Courtesy of Ann Telnaes: America's favorite former failed governor reminds us that nothing will blind you to irony like a studio spotlight.
Mark Fiore's Dogboy and Mr. Dan wonder if Christmas -- perhaps! -- doesn't come from a store.
A special p3 shout-out goes to Non Sequitur for perfectly capturing the wish I wish for Christmas every year.
Don't miss the winners of the 2010 Animate William Shatner contest (approved by Shatner himself, naturally)!
Yes, as a matter of fact, there was a "Hellboy" Christmas card from Dark Horse Comics, drawn by "Hellboy" artist Mike Mignola circa 1998-1999, and here it is.
Here's Part 1 of Tom Tomorrow's annual The Year in Crazy. Undermining America through graphic design!
Update: And here's Barry Blitt's illustration for this week's Frank Rich NYTimes column on the death of those economic-equality dreams from the late 1950s.
Keith Knight discovers the crossover point between Holiday Cheer and Alternative Fuels!

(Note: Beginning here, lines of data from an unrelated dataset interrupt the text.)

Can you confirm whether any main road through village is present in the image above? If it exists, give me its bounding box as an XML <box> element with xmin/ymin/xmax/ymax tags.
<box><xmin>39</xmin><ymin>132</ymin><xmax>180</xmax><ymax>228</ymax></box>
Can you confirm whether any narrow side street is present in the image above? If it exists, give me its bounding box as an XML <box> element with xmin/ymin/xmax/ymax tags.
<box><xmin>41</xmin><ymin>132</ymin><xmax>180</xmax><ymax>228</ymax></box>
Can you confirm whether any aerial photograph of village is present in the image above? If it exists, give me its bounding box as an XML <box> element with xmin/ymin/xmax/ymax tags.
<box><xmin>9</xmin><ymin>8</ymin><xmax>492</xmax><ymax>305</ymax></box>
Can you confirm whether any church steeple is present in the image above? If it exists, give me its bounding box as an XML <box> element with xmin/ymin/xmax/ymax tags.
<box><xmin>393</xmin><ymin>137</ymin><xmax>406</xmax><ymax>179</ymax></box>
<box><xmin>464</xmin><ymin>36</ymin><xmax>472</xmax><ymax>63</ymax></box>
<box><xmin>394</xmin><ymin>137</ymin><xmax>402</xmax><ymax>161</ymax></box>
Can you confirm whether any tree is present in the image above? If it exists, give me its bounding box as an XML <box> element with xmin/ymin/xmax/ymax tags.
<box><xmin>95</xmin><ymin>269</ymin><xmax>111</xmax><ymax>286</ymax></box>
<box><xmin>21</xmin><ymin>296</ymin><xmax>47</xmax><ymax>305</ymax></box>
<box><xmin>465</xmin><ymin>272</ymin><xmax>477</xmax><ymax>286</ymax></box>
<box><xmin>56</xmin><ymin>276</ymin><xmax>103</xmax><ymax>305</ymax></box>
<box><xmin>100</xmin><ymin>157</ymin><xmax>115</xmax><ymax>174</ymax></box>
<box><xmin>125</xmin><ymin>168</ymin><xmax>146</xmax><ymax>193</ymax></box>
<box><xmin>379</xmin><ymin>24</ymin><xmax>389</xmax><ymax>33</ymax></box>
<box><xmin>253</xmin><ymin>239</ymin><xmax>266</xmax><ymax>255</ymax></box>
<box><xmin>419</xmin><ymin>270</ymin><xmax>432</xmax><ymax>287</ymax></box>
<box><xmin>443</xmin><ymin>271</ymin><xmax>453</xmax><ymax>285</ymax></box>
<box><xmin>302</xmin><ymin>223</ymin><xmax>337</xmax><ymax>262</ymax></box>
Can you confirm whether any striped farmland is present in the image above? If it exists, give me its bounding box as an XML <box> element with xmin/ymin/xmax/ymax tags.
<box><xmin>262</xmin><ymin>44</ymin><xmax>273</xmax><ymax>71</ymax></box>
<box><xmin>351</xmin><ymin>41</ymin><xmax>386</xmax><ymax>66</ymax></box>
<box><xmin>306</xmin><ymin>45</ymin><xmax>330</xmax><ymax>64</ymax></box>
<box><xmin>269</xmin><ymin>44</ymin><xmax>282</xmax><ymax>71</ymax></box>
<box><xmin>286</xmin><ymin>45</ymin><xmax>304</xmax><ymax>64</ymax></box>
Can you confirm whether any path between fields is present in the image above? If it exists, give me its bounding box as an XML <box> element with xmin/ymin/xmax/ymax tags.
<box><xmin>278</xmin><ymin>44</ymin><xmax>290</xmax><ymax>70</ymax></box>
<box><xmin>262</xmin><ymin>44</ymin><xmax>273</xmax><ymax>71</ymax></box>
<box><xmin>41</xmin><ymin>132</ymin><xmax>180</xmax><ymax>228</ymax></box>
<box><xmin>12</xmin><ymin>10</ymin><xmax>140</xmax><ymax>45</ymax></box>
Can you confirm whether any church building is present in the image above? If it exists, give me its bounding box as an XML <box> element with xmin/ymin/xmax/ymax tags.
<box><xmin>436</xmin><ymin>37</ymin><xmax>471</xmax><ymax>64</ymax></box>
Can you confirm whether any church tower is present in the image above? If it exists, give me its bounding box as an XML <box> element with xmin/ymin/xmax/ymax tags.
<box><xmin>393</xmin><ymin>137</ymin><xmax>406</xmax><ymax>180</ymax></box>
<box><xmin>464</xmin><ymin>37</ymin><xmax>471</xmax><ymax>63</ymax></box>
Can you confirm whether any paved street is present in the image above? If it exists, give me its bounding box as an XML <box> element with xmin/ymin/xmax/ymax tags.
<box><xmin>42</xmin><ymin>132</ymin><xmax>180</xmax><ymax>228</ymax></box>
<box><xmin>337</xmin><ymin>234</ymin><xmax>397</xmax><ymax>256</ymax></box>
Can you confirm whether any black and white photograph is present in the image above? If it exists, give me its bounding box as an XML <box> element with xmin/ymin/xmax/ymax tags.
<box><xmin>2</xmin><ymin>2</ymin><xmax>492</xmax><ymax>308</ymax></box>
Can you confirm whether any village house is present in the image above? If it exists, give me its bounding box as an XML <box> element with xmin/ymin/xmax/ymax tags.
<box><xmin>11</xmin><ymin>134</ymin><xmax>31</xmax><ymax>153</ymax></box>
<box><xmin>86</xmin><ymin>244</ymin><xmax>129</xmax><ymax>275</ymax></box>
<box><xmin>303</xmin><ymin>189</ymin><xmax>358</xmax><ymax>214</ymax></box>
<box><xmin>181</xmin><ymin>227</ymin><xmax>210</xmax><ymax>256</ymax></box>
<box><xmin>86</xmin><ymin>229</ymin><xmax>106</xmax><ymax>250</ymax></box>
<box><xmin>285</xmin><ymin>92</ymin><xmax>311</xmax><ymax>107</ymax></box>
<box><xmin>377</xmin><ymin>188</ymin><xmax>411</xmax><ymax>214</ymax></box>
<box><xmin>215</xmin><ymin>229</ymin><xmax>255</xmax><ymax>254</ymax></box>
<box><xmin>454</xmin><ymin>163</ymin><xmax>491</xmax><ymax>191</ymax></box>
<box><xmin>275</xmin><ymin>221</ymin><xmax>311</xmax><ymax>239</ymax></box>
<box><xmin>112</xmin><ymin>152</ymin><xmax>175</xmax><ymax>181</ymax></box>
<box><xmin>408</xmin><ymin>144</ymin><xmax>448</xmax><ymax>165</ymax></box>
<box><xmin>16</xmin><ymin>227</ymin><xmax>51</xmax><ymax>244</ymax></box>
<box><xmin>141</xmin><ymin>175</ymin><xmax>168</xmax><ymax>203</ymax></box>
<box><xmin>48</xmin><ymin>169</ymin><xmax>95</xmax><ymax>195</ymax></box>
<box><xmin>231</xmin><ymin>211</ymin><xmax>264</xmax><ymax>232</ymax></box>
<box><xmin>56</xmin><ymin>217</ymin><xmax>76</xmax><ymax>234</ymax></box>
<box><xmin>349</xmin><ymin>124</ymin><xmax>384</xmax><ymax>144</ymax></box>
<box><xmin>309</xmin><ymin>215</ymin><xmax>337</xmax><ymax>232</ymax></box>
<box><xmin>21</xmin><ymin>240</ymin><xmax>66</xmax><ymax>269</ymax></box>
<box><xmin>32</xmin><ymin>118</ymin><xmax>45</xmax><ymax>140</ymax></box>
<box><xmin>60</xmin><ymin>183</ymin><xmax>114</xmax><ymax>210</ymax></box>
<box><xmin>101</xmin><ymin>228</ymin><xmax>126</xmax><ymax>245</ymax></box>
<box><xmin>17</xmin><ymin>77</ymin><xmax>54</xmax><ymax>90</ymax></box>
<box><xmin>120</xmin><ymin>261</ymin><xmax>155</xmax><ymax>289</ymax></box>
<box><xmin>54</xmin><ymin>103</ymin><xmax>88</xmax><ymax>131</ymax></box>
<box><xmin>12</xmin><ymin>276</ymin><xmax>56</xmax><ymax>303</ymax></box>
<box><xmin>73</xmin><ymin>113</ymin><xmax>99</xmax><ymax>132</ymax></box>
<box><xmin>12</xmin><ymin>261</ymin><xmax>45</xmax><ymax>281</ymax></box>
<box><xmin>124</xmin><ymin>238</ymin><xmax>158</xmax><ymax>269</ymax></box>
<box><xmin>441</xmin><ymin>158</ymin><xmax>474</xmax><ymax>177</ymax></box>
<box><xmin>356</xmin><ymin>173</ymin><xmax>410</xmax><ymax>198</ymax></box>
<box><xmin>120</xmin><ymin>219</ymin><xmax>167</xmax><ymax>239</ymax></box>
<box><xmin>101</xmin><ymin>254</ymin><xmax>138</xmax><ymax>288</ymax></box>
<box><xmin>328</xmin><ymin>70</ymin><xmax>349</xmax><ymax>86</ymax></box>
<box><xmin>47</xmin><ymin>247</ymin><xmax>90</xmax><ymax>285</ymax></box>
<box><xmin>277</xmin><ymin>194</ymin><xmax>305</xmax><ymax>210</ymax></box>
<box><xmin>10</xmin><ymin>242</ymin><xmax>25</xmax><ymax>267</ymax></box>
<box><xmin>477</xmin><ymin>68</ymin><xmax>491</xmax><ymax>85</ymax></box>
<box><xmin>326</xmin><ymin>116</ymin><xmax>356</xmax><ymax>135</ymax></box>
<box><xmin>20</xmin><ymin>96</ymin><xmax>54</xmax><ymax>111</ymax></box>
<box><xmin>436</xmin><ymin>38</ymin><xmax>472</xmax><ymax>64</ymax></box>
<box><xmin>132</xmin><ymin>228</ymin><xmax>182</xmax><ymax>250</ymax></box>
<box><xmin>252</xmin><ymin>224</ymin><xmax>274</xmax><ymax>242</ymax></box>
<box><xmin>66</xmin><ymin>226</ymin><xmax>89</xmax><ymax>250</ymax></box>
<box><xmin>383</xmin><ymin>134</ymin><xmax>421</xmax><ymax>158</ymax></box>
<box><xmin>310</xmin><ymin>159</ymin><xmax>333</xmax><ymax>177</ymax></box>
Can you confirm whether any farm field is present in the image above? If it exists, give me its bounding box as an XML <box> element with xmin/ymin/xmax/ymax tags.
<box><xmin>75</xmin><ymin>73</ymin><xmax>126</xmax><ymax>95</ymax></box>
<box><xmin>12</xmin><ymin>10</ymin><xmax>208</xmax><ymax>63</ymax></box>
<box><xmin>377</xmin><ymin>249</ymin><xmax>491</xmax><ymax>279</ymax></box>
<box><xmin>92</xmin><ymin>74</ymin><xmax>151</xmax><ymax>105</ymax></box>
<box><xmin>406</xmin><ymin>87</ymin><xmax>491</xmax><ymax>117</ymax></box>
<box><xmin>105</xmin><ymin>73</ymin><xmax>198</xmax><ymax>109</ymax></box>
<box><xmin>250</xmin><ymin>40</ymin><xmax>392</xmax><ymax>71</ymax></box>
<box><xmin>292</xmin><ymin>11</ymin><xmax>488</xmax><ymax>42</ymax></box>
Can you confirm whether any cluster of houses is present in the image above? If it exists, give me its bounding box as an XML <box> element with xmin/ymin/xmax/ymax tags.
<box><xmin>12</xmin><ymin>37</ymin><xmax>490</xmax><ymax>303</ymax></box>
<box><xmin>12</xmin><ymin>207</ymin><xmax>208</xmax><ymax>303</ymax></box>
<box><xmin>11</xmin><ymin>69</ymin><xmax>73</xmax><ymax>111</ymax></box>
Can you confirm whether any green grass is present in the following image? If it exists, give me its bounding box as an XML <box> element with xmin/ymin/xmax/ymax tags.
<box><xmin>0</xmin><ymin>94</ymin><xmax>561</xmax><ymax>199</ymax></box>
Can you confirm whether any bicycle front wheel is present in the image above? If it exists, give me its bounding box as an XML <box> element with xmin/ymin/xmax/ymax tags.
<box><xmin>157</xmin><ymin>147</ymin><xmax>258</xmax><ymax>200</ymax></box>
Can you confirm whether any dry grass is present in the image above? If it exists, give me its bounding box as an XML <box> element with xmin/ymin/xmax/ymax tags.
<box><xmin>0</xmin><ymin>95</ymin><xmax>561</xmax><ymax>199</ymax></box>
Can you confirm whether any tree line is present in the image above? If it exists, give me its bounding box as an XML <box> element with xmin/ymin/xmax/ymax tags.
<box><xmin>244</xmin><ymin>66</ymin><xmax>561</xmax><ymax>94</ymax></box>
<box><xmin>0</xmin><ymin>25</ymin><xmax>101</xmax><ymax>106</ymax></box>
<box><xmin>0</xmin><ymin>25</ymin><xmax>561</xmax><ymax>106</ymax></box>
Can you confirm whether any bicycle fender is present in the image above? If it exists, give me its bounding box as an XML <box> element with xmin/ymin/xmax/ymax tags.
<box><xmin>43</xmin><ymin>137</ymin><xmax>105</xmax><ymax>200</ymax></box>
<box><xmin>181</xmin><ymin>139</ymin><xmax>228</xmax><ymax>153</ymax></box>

Tom the Dancing Bug presents Children-Acting-Like-Adults Funnies, and other treats from Super-Fun-Pax Comix. (And it ain't pretty!)
Wallopin' Web-snappers! The new Spider-Man Broadway musical (music by Bono and the Edge -- why should Sir Elton be the only one to cash in?) is hanging by a thread, and Taiwan's Next Media Animation brings you the story. (Hard to believe -- after all, didn't this 1975 masterpiece pack in the audiences?) Here's more from Comic Riffs' Michael Cavna about the seemingly-doomed show.
Red Meat says, the best Christmas gifts are the ones you make yourself!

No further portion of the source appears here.